Just for grins I brought home my Fluke 189 Meter and attached a thermocouple to it.
Best I can get measuring air output from my heat exchanger is 174 deg F. When burning in what I call my "normal" range on my EF-2.
I am burning this years New England's in the tan bag with brown letters. I just quick cleaned the stove (tonight). That after I deep cleaned it last weekend.
I was surprised at how low that seems. I am off until the end of the year so I have time to fool around with the stove.
Even with the low convection temps my living room is sitting at 71 deg F. With the outside air at 16 deg F.
........ all I can say is........ WOW ..... u guys did good!! .... I can see an 'A' coming for your efforts........ cc
Nice cabin great job.
Your temp numbers may be fine for that stove. I would only worry if the vent was higher than the heat exchanger. These temps would depend on stove effiency. Use this as a base and try other pellets and watch the heat temps try to find the brands that burn the hottest. Then sort out the brands that burn the cleanest of the hottest. You will then have your Ultimate pellets for your stove.

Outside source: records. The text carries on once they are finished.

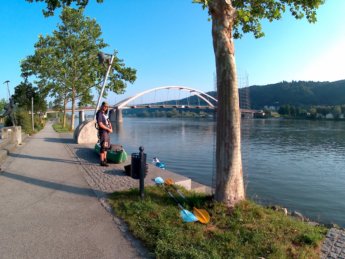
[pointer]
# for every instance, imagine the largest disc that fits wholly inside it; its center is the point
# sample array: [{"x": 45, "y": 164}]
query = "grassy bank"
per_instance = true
[{"x": 247, "y": 231}]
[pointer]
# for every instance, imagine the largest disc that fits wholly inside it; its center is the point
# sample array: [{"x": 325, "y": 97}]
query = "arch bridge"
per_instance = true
[{"x": 207, "y": 102}]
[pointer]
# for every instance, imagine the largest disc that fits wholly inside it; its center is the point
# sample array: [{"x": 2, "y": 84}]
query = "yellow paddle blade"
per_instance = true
[
  {"x": 202, "y": 215},
  {"x": 169, "y": 181}
]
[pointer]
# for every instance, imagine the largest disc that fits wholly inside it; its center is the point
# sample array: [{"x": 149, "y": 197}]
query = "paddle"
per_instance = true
[
  {"x": 186, "y": 215},
  {"x": 202, "y": 215}
]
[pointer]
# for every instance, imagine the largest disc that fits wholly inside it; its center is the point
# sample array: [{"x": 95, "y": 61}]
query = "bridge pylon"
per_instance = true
[
  {"x": 86, "y": 133},
  {"x": 115, "y": 115}
]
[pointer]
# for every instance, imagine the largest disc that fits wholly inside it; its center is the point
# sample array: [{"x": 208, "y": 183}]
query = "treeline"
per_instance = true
[
  {"x": 296, "y": 93},
  {"x": 313, "y": 112}
]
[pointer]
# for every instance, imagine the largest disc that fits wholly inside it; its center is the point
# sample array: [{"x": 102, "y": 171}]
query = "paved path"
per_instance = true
[
  {"x": 50, "y": 190},
  {"x": 48, "y": 210}
]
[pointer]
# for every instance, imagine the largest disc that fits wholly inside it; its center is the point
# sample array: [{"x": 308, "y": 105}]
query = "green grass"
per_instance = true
[
  {"x": 60, "y": 129},
  {"x": 246, "y": 231}
]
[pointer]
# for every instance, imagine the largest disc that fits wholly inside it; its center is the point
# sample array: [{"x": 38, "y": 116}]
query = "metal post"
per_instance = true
[
  {"x": 142, "y": 171},
  {"x": 32, "y": 113},
  {"x": 103, "y": 86},
  {"x": 8, "y": 89}
]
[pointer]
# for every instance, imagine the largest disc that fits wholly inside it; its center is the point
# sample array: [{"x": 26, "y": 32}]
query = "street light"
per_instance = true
[
  {"x": 104, "y": 59},
  {"x": 8, "y": 88}
]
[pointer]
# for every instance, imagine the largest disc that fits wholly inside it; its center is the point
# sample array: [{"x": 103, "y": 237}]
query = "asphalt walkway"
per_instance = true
[{"x": 48, "y": 209}]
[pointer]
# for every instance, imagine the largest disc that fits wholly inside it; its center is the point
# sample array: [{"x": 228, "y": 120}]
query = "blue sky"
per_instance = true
[{"x": 169, "y": 42}]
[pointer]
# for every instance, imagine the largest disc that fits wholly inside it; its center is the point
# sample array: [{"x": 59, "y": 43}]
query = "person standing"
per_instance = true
[{"x": 104, "y": 129}]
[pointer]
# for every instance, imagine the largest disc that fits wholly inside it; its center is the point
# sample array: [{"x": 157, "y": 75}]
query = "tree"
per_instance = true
[
  {"x": 66, "y": 64},
  {"x": 23, "y": 94},
  {"x": 230, "y": 19}
]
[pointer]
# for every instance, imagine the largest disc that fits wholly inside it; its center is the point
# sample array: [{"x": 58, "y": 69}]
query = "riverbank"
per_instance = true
[{"x": 44, "y": 181}]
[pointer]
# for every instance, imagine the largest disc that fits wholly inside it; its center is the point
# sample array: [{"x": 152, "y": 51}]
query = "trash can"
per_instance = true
[{"x": 137, "y": 166}]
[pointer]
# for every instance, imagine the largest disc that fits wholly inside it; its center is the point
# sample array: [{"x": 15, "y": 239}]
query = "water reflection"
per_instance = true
[{"x": 297, "y": 164}]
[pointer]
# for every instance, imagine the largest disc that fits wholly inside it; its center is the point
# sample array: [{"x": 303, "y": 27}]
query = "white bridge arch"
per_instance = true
[{"x": 201, "y": 95}]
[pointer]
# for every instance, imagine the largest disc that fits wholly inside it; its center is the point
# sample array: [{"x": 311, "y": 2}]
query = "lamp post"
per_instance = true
[
  {"x": 8, "y": 88},
  {"x": 104, "y": 59}
]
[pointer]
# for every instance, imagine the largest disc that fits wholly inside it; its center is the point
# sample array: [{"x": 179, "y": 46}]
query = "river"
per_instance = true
[{"x": 296, "y": 164}]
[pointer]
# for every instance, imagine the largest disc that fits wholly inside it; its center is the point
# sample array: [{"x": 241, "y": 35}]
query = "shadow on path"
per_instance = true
[
  {"x": 43, "y": 158},
  {"x": 87, "y": 154},
  {"x": 50, "y": 185},
  {"x": 59, "y": 140}
]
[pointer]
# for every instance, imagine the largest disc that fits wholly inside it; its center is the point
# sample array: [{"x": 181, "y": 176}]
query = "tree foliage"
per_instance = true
[
  {"x": 23, "y": 94},
  {"x": 65, "y": 63},
  {"x": 249, "y": 13}
]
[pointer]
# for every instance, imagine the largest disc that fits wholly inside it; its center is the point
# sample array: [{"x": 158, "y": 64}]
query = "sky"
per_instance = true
[{"x": 169, "y": 42}]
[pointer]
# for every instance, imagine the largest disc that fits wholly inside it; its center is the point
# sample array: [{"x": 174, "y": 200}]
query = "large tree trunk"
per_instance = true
[
  {"x": 229, "y": 175},
  {"x": 73, "y": 110}
]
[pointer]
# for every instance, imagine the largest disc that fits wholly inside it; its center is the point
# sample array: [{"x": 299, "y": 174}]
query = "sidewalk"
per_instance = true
[{"x": 48, "y": 210}]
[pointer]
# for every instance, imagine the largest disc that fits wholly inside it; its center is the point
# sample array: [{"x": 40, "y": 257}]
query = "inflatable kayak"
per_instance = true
[
  {"x": 158, "y": 163},
  {"x": 116, "y": 154}
]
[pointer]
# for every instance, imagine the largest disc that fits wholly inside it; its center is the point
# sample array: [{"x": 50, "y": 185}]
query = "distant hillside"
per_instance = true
[{"x": 297, "y": 93}]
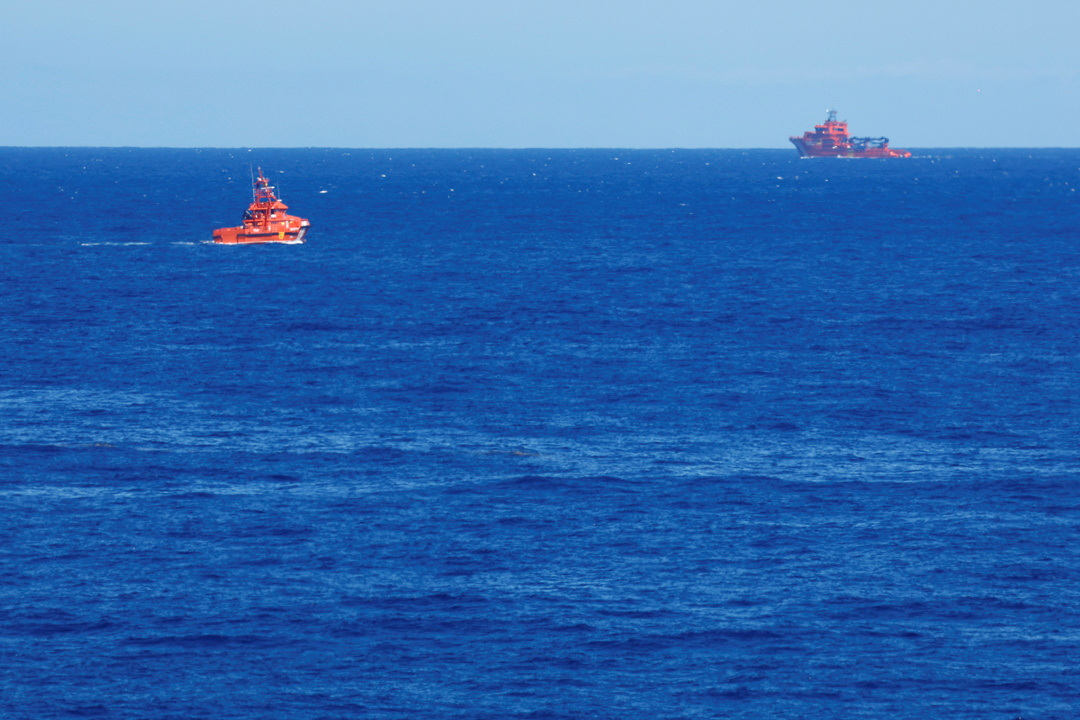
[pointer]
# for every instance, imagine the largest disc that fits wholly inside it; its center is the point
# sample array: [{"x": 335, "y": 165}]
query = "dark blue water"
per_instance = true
[{"x": 541, "y": 434}]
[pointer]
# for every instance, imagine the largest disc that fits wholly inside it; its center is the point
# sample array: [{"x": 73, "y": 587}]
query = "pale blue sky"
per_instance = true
[{"x": 629, "y": 73}]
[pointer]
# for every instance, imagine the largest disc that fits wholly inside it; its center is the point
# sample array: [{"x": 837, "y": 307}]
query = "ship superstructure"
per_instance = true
[{"x": 831, "y": 139}]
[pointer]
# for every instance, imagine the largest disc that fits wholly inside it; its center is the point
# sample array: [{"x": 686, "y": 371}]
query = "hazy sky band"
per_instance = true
[{"x": 485, "y": 73}]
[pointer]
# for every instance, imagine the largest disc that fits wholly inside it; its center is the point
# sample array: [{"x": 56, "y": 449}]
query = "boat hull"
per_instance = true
[
  {"x": 810, "y": 150},
  {"x": 288, "y": 234}
]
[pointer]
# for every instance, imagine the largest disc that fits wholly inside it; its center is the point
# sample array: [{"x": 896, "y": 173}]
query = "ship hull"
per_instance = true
[
  {"x": 808, "y": 150},
  {"x": 292, "y": 234}
]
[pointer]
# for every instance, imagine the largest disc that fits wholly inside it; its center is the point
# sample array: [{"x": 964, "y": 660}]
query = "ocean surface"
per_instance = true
[{"x": 545, "y": 434}]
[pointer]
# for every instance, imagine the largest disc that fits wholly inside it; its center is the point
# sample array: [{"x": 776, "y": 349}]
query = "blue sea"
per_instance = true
[{"x": 541, "y": 434}]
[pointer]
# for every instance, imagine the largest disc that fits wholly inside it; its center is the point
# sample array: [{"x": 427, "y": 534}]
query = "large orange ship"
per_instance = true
[
  {"x": 266, "y": 220},
  {"x": 831, "y": 139}
]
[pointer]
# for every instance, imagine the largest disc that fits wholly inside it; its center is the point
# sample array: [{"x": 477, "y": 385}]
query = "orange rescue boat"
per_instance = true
[
  {"x": 266, "y": 220},
  {"x": 831, "y": 139}
]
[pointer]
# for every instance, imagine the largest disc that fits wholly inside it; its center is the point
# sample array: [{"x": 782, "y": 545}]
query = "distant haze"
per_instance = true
[{"x": 555, "y": 73}]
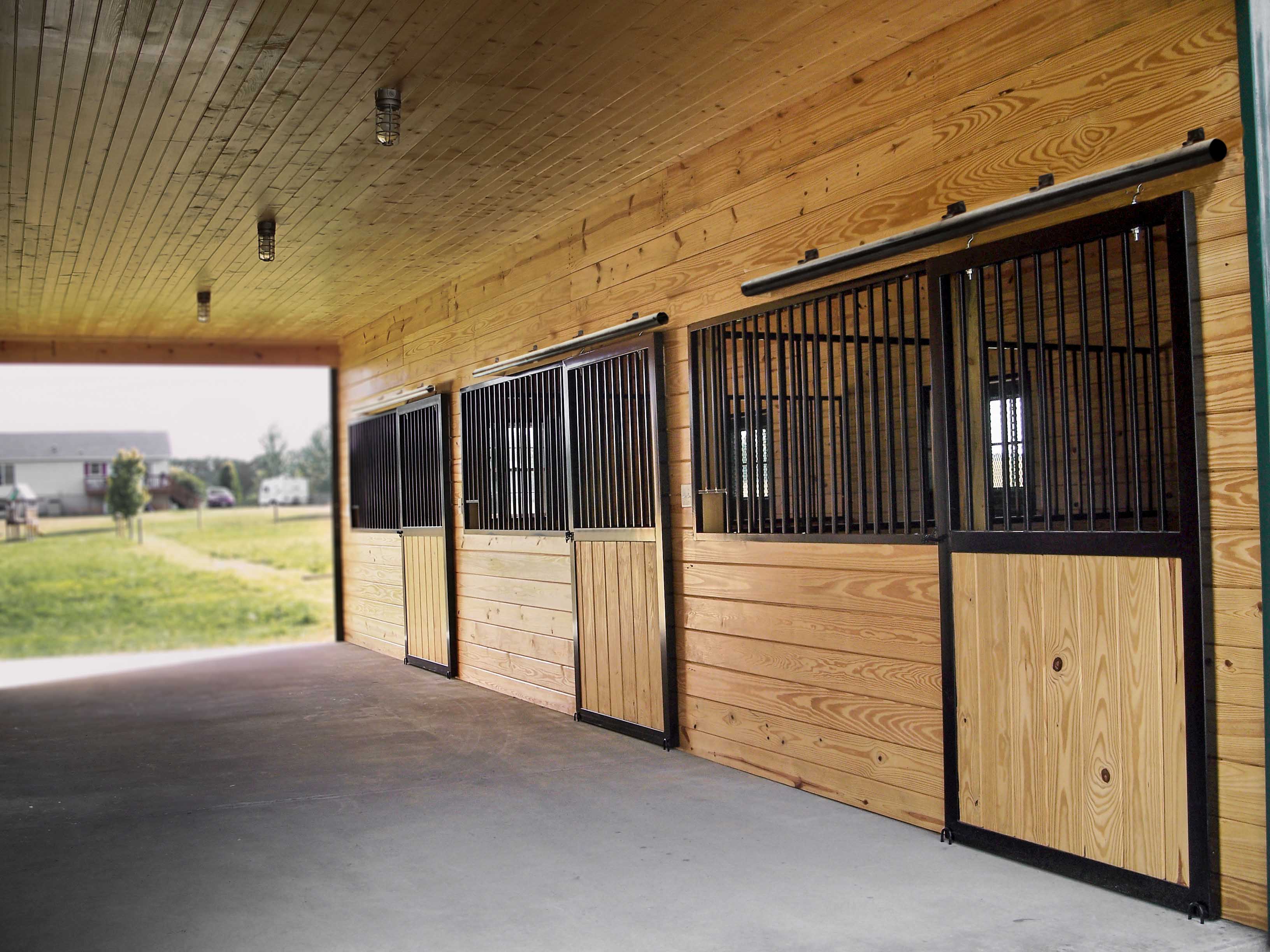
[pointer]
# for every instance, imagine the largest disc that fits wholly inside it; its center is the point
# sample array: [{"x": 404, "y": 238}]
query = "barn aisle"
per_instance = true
[{"x": 326, "y": 798}]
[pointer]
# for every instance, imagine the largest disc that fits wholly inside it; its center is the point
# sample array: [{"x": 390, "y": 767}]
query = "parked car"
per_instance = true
[
  {"x": 285, "y": 490},
  {"x": 219, "y": 498}
]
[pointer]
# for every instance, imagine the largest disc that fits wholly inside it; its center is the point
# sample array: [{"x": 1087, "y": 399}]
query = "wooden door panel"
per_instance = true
[
  {"x": 1071, "y": 710},
  {"x": 428, "y": 620},
  {"x": 619, "y": 635}
]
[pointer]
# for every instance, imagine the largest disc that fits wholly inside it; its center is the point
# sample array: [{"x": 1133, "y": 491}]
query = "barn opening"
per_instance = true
[
  {"x": 888, "y": 424},
  {"x": 155, "y": 509}
]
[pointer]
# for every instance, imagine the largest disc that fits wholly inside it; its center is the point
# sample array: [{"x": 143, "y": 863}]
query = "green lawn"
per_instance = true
[
  {"x": 302, "y": 540},
  {"x": 95, "y": 593}
]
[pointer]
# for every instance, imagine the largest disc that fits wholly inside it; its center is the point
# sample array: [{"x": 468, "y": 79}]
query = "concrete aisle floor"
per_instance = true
[{"x": 327, "y": 798}]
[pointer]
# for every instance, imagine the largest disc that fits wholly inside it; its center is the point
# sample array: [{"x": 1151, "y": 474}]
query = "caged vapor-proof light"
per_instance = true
[
  {"x": 388, "y": 116},
  {"x": 265, "y": 233}
]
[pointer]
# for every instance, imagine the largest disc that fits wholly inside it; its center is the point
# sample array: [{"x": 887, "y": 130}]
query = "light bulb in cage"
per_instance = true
[
  {"x": 265, "y": 233},
  {"x": 388, "y": 116}
]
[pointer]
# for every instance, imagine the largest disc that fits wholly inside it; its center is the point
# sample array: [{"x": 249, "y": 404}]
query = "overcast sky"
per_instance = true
[{"x": 207, "y": 410}]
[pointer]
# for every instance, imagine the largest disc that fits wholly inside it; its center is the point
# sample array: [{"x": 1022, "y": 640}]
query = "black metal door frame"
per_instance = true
[
  {"x": 1177, "y": 214},
  {"x": 440, "y": 484},
  {"x": 670, "y": 735}
]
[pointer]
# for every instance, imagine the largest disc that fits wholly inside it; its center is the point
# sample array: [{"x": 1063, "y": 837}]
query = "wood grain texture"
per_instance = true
[
  {"x": 167, "y": 352},
  {"x": 619, "y": 635},
  {"x": 427, "y": 597},
  {"x": 975, "y": 107},
  {"x": 148, "y": 141},
  {"x": 1082, "y": 748}
]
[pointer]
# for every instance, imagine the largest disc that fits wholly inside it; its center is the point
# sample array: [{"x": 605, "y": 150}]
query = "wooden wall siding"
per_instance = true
[
  {"x": 145, "y": 139},
  {"x": 427, "y": 592},
  {"x": 619, "y": 630},
  {"x": 374, "y": 592},
  {"x": 516, "y": 617},
  {"x": 167, "y": 352},
  {"x": 1071, "y": 711},
  {"x": 817, "y": 665},
  {"x": 975, "y": 111}
]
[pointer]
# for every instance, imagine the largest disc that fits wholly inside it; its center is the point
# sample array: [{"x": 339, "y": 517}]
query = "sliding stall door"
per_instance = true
[
  {"x": 617, "y": 511},
  {"x": 1074, "y": 620},
  {"x": 426, "y": 517}
]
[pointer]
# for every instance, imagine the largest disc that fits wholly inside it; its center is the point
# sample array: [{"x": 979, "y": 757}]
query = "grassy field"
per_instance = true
[
  {"x": 302, "y": 540},
  {"x": 82, "y": 591}
]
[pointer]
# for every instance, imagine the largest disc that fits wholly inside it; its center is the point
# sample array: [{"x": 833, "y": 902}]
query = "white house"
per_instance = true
[{"x": 69, "y": 470}]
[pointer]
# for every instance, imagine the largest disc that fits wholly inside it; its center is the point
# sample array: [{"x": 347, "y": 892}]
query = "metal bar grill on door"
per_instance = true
[
  {"x": 614, "y": 485},
  {"x": 514, "y": 453},
  {"x": 1063, "y": 410},
  {"x": 812, "y": 417},
  {"x": 423, "y": 467},
  {"x": 372, "y": 472}
]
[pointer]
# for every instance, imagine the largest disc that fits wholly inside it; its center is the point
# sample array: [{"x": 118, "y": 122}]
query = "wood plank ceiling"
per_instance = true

You just have to make it interesting and log the changes. Most important things are having fun and sharing your results with others.
WOW! That's a quality looking, masonry chimney! I'm very impressed! :gulp:
Great job Jake!
Thanks for all the nice comments on the cabin. Fun but not sure I want to do that again.
Eco Flames are done. Right at the 16 ounce mark on the jar. I will weight them Monday.
Green Team is in. House it at 76ºF so no temp until tomorrow morning.